NO! Recruiters are earning their money by filling positions. The schools pay them, so you shouldn't. There are plenty of recruiters out there that will work for you for free, so don't think that paying will get you further. It won't.
2. Can you work with more than one?
Absolutely! I'm currently working with 5, and I'm in the process of looking for more. The only thing you get from working with more than one recruiter is more jobs. It'll give you a wider net as far as positions go.
But there is a caveat: If you're going public, only use one recruiter. If your application for a public program gets put in more than once, it will disqualify you. However, you can apply to public through one recruiter and then private through several. That way you're guaranteed to get a position faster. As soon as one becomes available, you'll know. And this can be good if you're looking to head over as soon as possible.
3. Can you find a job without a recruiter?
Yes. In fact, one of the disruptive facets of recruiters is this exact question. You can find a job without a recruiter. In fact, you'll probably get a better job. You'll be able to negotiate on your own behalf. You'll find a school that you like, do your own research, and make your own rules.
The problem is that finding your own school is hard, especially if you're new to this whole ESL thing. If you're already in Korea, you can network and ask around, look at schools, and get first hand information. But if you're working from another country and you've never set foot in Korea....well, a recruiter can be your eyes and ears to the ground while you're packing and earning a regular paycheck in your home country.
It all comes down to your comfort level. I'm working with a recruiter because I don't speak or read Korean, so finding a job would be on the difficult side.
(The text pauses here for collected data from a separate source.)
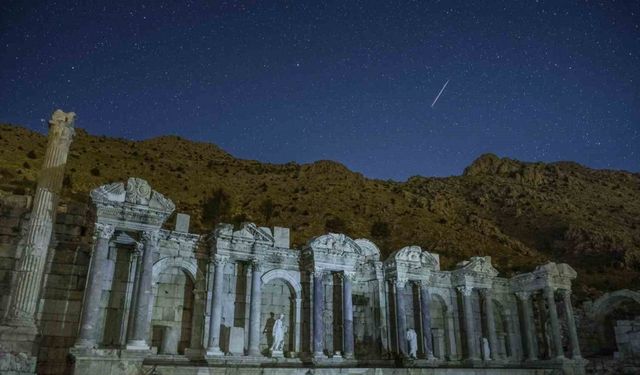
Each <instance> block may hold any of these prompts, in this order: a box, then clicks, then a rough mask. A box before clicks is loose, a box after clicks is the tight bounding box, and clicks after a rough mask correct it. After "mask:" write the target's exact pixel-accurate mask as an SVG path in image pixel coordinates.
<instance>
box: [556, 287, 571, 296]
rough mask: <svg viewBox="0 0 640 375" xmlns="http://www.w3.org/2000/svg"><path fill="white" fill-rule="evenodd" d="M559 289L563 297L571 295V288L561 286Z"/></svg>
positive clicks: (570, 295)
mask: <svg viewBox="0 0 640 375" xmlns="http://www.w3.org/2000/svg"><path fill="white" fill-rule="evenodd" d="M557 291H558V293H559V294H560V295H561V296H562V297H571V289H563V288H559V289H558V290H557Z"/></svg>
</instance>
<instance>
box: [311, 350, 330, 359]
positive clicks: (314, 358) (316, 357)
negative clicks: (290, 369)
mask: <svg viewBox="0 0 640 375" xmlns="http://www.w3.org/2000/svg"><path fill="white" fill-rule="evenodd" d="M311 357H313V359H326V358H327V356H326V355H325V354H324V352H313V354H312V355H311Z"/></svg>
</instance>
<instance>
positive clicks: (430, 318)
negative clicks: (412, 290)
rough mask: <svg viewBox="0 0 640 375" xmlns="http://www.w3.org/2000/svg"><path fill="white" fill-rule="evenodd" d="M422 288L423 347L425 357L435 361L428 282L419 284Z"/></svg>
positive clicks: (422, 318)
mask: <svg viewBox="0 0 640 375" xmlns="http://www.w3.org/2000/svg"><path fill="white" fill-rule="evenodd" d="M418 285H419V287H420V318H421V322H422V347H423V350H424V353H423V354H424V356H425V357H426V358H427V359H434V356H433V339H432V336H431V311H430V310H429V308H430V307H429V306H430V304H431V295H430V294H429V289H428V288H427V283H426V282H421V283H419V284H418Z"/></svg>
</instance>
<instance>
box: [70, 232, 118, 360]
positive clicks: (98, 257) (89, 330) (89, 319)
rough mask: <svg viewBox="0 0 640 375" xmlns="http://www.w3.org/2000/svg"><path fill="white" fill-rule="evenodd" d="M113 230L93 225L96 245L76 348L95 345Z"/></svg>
mask: <svg viewBox="0 0 640 375" xmlns="http://www.w3.org/2000/svg"><path fill="white" fill-rule="evenodd" d="M114 230H115V227H114V226H113V225H110V224H102V223H96V224H95V235H96V244H95V246H94V249H93V256H92V257H91V267H90V269H89V273H88V276H87V286H86V288H85V290H84V296H85V297H84V303H83V307H82V316H81V318H80V333H79V334H78V339H77V340H76V344H75V346H76V347H82V348H93V347H95V346H96V344H97V342H96V341H97V337H98V331H97V328H98V324H99V318H100V300H101V298H102V288H103V283H104V278H105V271H106V263H107V256H108V255H109V240H110V239H111V237H112V236H113V232H114Z"/></svg>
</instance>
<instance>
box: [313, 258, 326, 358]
mask: <svg viewBox="0 0 640 375" xmlns="http://www.w3.org/2000/svg"><path fill="white" fill-rule="evenodd" d="M323 278H324V273H323V271H322V270H315V272H314V273H313V356H314V358H323V357H324V321H323V320H322V319H323V314H324V283H323Z"/></svg>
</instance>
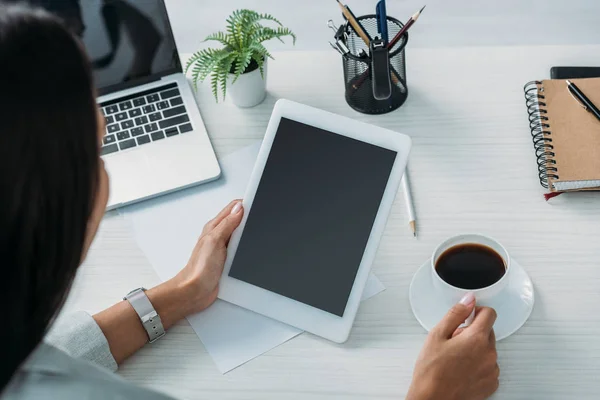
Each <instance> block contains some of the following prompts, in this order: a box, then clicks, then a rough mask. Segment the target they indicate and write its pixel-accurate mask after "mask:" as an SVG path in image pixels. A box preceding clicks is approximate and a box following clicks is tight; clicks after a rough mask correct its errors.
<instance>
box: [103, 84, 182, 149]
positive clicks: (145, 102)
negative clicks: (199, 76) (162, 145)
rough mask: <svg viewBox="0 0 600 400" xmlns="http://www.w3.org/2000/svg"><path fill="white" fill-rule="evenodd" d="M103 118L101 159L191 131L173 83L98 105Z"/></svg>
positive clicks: (180, 97)
mask: <svg viewBox="0 0 600 400" xmlns="http://www.w3.org/2000/svg"><path fill="white" fill-rule="evenodd" d="M100 107H102V112H103V113H104V116H105V118H106V132H105V134H104V138H103V140H102V150H101V155H103V156H104V155H106V154H110V153H115V152H117V151H122V150H127V149H131V148H133V147H137V146H142V145H144V144H147V143H151V142H156V141H157V140H162V139H166V138H169V137H173V136H177V135H180V134H183V133H186V132H189V131H191V130H192V129H193V128H192V124H191V123H190V118H189V116H188V115H187V111H186V109H185V106H184V105H183V99H182V98H181V93H179V89H178V88H177V84H176V83H171V84H169V85H165V86H161V87H158V88H154V89H150V90H146V91H144V92H140V93H136V94H133V95H129V96H125V97H123V98H120V99H115V100H111V101H107V102H104V103H102V104H100Z"/></svg>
I don't know anyone overseas, so I would be relying on testimony from online communities (which are always biased). But if you're comfortable flying to Korea and working your own career path first hand, go for it! There's absolutely nothing wrong with either side of the argument.
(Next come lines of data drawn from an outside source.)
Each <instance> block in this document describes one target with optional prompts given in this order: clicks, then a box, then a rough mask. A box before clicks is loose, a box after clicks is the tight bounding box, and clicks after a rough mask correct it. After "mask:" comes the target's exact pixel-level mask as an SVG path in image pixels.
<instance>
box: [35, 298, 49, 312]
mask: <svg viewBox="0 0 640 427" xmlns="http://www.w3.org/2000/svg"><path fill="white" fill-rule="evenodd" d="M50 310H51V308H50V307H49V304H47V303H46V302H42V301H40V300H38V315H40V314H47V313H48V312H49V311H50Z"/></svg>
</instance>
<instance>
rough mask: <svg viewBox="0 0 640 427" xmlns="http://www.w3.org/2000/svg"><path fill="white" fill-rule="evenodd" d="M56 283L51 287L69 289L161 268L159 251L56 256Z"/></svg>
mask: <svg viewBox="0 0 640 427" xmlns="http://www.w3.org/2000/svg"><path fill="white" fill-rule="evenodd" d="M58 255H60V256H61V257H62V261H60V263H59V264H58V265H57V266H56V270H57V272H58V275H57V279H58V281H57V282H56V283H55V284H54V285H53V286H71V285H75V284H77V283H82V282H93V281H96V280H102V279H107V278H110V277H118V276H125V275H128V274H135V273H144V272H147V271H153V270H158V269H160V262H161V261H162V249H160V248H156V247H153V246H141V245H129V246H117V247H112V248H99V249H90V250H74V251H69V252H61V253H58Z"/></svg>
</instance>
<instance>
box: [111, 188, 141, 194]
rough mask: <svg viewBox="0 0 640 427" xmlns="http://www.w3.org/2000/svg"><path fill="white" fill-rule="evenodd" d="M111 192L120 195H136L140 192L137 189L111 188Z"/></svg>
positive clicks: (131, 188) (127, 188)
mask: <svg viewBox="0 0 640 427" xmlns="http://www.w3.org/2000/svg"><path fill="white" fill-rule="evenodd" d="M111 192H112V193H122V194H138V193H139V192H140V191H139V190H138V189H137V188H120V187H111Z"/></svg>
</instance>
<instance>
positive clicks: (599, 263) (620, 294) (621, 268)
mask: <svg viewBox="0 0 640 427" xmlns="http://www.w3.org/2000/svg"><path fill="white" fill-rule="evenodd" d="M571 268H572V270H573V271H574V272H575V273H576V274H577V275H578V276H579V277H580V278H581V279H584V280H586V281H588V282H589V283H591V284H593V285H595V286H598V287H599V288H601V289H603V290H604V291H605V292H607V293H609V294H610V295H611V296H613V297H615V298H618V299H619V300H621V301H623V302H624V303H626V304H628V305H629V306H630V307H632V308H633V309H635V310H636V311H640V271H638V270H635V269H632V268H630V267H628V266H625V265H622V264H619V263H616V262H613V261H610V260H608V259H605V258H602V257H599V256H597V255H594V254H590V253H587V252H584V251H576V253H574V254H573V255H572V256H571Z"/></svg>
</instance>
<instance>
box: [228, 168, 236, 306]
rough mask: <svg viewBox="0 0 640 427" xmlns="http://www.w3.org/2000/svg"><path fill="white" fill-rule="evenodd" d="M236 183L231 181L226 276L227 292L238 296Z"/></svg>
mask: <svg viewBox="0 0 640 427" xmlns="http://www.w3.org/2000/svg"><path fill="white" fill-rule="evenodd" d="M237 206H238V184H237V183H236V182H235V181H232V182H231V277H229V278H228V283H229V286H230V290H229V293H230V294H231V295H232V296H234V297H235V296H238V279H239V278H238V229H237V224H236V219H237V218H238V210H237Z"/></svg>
What are some of the bad things about recruiters?
1. Well, you have someone throwing jobs at you non-stop. The bad ones will just toss you anything and everything. It's up to you to sort out what fits your preferences and what is completely out of left field.
2. You also have someone breathing down your neck every second of every day about accepting a position. After all, their paycheck is riding on your yes, and sometimes they're not above high pressure sales tactics to get you to sign on the dotted line.
1. Find something that you want to do in Korea. For me, it's a particular cafe in Yeongnamdong. I am basing a lot of my decisions on location in accordance to that cafe. I know that I'm going to be taking Korean lessons there, and a lot of my spare time will be spent there. So when I get an offer, I map it. I figure out how long it would take me to get from my potential apartment to that cafe.
2. In addition that, my headliner (as always) is to stay organized. Personally, I'm using an app called ChoiceMap. I made some priorities (pay, location, hours, vacation time, etc), and then sort out all of the offers based on those priorities. This app takes a lot of the burden off of me and keeps all of the jobs straightened out and easy to discern at a glance. I can choose weights for those preferences to make sure that the decision I'm making is well-informed.
When it comes right down to it, the decision on whether or not to utilize a recruiter is solely with you. They can be a life saver: getting your paperwork organized, finding you tons of opportunities, holding your hand when things get confusing. But they can also bring additional stress to an already nerve-wracking experience: throwing random jobs, pestering you, or not finding you a position that you're interested in.
As with anything when traveling to another country, the key is flexibility. I'm working with several recruiters, but I'm also out looking for jobs on my own. I'm recognizing that these recruiters, when it comes right down to it, are in this for themselves. And I'm perfectly comfortable telling a recruiter no when they offer me a position that I'm not the slightest bit interested in. Firm, but flexible.